Her main thesis is that childbirth, as the true climax and conclusion of the act of deepest intimacy and personal bond between husband and wife, is something that is best experienced by them alone... and in any case, should be treated with the utmost respect and dignity befitting such a sacred, intense, deeply personal moment. The love of husband and wife, reflected in the reality and tangibility of the life of a new person who embodies that love, comes full circle... the marriage act of self-gift and intimacy is completed in the same manner it began... with the two of them alone working together to bring forth love itself. The father's role is not only the role of coach, but of a very active and necessary participant. Due to the necessity of deep communication and trust between the couple who plan an unassisted birth, and the intensity of the experience they undergo together, many couples confide that their unassisted births greatly strengthened their marital bonds, their love, trust, and respect for each other, their communication, and their confidence in both self and spouse.

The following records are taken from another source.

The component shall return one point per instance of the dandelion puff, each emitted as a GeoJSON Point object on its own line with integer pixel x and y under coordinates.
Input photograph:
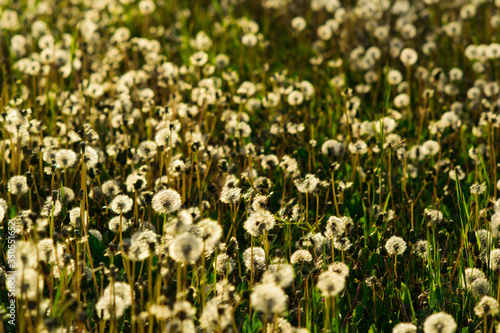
{"type": "Point", "coordinates": [331, 283]}
{"type": "Point", "coordinates": [494, 259]}
{"type": "Point", "coordinates": [308, 185]}
{"type": "Point", "coordinates": [230, 194]}
{"type": "Point", "coordinates": [140, 245]}
{"type": "Point", "coordinates": [335, 227]}
{"type": "Point", "coordinates": [147, 149]}
{"type": "Point", "coordinates": [395, 246]}
{"type": "Point", "coordinates": [283, 327]}
{"type": "Point", "coordinates": [17, 185]}
{"type": "Point", "coordinates": [340, 268]}
{"type": "Point", "coordinates": [422, 249]}
{"type": "Point", "coordinates": [66, 158]}
{"type": "Point", "coordinates": [114, 223]}
{"type": "Point", "coordinates": [186, 248]}
{"type": "Point", "coordinates": [96, 233]}
{"type": "Point", "coordinates": [269, 299]}
{"type": "Point", "coordinates": [75, 217]}
{"type": "Point", "coordinates": [111, 188]}
{"type": "Point", "coordinates": [121, 204]}
{"type": "Point", "coordinates": [477, 188]}
{"type": "Point", "coordinates": [51, 207]}
{"type": "Point", "coordinates": [487, 306]}
{"type": "Point", "coordinates": [166, 201]}
{"type": "Point", "coordinates": [440, 322]}
{"type": "Point", "coordinates": [300, 256]}
{"type": "Point", "coordinates": [404, 328]}
{"type": "Point", "coordinates": [90, 157]}
{"type": "Point", "coordinates": [225, 263]}
{"type": "Point", "coordinates": [259, 222]}
{"type": "Point", "coordinates": [259, 258]}
{"type": "Point", "coordinates": [210, 232]}
{"type": "Point", "coordinates": [480, 287]}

So... I had found it... the missing piece of my puzzle to having a birth experience the way I felt it should be. The freedom to labor as I wanted, to birth as I needed... to be as loud as I needed, to feel uninhibited... and, especially, to make this a deep, lasting, intimately personal event with my husband in full participation, with both of us being completely involved and relying on our own inner strength, instead of someone else... all this could be possible with unassisted birth. When I accepted this, I knew that I had a much better chance of having positive feelings about our new baby's birth, even if things were tough. I knew what labor and birth were really about. I was going to do all in my power to assure that we had the best chance of this happening; and, if we should have to transfer to a hospital, I would still keep in mind that the most important thing was doing what was best for my baby. In the case of complications, the loving sacrifice would include not birthing in the way I'd hoped. But if there were no complications, delivering our baby by ourselves, together, would be the best way we could make our child's entrance into the physical world a true act of surrender and love.

Childbirth is a love act involving the triangle of man, woman, and child, but people are unaware that it is an intimate occurrence. A powerful physical and psychological union is formed between the couple who births a baby together... At the moment of complete surrender, many couples feel a sense of eternity together. They just KNOW they will be together forever. Past, present, and future are linked together and the baby will be a constant reminder of the momentous event.